3 Juni 2022
DHAKA – Ada suatu masa ketika pemerintah AS tidak melakukan apa pun untuk menggulingkan pemerintahan Presiden Nicolas Maduro di Venezuela. Selama bertahun-tahun, propaganda kejam dilancarkan terhadap pemerintah tersebut, sanksi dijatuhkan, hubungan keuangan internasional diputus, negara-negara yang akan membeli minyak Venezuela diingatkan akan konsekuensinya, dan kampanye untuk mengisolasi negara tersebut diluncurkan. Mungkin langkah yang paling kontroversial dan menentukan adalah Amerika, diikuti oleh negara lain, yang mengakui pemerintahan alternatif yang dibentuk oleh pemimpin oposisi yang tidak dikenal, Juan Guaido, sebagai pemerintahan sah Venezuela. Yang merupakan pergolakan, Associated Press melaporkan pada tanggal 17 Mei 2022 bahwa AS akan meringankan sanksi untuk menghidupkan kembali hubungan dengan pemerintah Maduro dan mengizinkan Chevron melakukan bisnis dengan perusahaan minyak dan gas milik negara PDVSA – tentu saja untuk mengatasi pergolakan tersebut. . krisis energi yang disebabkan oleh perang Ukraina dan sanksi serta embargo yang menyertainya terhadap minyak dan gas Rusia.
Bukan hak kami untuk mengomentari kebijakan apa yang harus diambil pemerintah AS demi kepentingannya sendiri.
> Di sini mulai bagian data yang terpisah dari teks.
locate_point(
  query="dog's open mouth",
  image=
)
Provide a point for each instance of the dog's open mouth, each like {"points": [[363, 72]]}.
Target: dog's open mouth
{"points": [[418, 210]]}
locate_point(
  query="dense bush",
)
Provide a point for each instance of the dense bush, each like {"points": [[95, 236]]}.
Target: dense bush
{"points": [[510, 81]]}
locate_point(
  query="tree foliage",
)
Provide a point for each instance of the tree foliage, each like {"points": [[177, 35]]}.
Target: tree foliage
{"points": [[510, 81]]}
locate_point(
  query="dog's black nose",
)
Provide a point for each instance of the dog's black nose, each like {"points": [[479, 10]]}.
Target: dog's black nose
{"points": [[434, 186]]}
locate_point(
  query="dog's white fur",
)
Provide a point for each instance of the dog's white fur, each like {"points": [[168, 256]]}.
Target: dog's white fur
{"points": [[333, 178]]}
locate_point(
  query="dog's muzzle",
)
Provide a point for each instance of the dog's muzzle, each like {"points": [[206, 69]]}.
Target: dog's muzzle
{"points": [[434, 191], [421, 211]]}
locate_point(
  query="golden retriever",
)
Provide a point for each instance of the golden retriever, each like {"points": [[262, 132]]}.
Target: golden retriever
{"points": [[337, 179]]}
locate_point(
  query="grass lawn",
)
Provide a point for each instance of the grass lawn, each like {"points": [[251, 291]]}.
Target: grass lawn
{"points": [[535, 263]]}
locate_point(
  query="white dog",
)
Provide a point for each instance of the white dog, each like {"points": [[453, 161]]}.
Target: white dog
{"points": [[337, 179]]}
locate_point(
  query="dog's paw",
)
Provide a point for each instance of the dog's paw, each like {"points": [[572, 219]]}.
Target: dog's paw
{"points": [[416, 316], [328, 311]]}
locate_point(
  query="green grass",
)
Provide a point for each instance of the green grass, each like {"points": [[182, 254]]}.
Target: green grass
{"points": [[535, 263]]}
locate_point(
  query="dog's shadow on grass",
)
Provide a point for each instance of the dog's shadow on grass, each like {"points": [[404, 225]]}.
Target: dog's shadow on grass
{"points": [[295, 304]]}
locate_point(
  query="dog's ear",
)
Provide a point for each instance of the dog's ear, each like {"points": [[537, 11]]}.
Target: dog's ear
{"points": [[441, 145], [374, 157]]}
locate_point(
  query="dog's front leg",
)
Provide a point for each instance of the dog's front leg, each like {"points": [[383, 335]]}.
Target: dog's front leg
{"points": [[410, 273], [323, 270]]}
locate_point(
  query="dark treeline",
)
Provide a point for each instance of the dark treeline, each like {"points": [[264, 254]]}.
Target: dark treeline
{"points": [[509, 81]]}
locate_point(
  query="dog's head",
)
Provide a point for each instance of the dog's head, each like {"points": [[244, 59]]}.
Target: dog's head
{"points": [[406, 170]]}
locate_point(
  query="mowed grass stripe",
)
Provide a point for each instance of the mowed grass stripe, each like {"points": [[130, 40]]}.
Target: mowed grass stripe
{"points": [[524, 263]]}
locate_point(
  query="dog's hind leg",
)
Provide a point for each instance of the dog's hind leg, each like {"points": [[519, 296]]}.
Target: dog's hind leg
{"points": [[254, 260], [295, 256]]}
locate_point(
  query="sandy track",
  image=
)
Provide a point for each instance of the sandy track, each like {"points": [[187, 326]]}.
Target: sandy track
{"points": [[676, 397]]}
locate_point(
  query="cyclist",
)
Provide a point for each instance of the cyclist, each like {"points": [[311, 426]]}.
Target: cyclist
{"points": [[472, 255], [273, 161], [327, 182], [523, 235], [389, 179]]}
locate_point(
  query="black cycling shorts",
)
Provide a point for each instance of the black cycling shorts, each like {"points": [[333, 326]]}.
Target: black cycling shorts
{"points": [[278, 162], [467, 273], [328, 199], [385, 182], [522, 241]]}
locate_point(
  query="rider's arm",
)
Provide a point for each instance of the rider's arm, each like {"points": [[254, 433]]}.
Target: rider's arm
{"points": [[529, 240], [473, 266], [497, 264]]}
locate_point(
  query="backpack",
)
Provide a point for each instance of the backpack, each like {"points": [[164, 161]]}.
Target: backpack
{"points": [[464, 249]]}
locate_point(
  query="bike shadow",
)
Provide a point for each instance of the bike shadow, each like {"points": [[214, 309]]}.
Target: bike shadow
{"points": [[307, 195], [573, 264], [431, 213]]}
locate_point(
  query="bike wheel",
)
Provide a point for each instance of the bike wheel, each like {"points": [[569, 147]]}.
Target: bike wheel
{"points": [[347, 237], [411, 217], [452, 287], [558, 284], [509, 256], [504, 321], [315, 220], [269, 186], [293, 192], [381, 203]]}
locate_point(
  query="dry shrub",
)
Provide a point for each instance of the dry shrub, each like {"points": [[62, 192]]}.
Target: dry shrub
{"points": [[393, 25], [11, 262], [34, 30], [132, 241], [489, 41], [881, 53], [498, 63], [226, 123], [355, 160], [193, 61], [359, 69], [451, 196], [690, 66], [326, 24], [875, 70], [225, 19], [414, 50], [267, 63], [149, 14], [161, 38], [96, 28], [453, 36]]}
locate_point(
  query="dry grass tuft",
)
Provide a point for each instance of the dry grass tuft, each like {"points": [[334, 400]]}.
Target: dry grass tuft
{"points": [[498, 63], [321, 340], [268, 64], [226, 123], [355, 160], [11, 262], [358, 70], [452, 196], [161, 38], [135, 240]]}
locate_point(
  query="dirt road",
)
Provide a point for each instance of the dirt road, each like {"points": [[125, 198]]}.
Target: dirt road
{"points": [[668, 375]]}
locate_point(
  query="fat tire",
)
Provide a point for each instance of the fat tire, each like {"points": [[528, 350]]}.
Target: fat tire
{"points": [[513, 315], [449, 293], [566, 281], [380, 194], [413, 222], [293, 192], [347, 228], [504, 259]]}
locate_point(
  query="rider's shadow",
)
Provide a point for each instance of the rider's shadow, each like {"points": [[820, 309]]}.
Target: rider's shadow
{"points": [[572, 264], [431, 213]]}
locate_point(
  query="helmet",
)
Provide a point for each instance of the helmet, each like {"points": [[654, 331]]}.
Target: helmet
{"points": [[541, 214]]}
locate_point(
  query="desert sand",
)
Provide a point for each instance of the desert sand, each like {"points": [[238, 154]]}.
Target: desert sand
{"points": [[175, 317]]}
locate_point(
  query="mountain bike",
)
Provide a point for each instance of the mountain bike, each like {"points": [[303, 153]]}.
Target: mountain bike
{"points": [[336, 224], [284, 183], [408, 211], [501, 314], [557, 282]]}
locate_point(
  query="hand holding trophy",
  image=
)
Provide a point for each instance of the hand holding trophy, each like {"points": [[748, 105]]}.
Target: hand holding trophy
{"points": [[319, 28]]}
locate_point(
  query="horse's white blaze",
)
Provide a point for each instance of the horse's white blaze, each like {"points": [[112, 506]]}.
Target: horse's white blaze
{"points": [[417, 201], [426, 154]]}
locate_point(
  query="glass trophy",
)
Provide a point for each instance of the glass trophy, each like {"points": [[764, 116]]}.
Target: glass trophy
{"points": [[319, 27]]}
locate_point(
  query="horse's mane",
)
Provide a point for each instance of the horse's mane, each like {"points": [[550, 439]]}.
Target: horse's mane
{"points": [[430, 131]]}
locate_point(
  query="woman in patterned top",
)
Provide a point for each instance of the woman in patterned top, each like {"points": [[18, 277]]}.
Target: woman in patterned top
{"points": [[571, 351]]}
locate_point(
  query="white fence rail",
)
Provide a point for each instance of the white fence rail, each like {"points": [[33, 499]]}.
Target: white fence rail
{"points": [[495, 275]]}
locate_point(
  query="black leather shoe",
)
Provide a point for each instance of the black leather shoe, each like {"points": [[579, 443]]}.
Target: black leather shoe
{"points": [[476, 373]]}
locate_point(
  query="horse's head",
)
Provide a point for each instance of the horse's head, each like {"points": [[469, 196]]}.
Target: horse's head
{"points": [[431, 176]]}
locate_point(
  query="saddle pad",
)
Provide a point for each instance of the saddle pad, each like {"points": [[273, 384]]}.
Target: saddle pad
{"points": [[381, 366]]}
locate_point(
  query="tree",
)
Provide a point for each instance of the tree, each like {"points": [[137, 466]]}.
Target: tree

Mereka adalah hakim terbaik bagi diri mereka sendiri dan mempunyai wewenang berdaulat untuk melakukan hal tersebut. Jadi mengapa menjadi masalah besar jika kita melakukan hal yang sama?
Berbicara kepada Asosiasi Koresponden Diplomatik, Bangladesh (DCAB) pada hari Selasa, Duta Besar AS untuk Bangladesh Peter Haas mengatakan: “Amerika Serikat telah memutuskan untuk menempatkan hak asasi manusia, masalah kebebasan pers sebagai pusat kebijakan luar negeri kami dan kami tidak akan mengambil tindakan apa pun. tidak ada permintaan maaf tentang itu.” Maksudnya adalah AS tidak akan menerima alasan apa pun mengenai hal ini. Bagaimana dengan hak asasi manusia dan kebebasan pers di Arab Saudi, sekutu lama AS, dan Turki, anggota NATO?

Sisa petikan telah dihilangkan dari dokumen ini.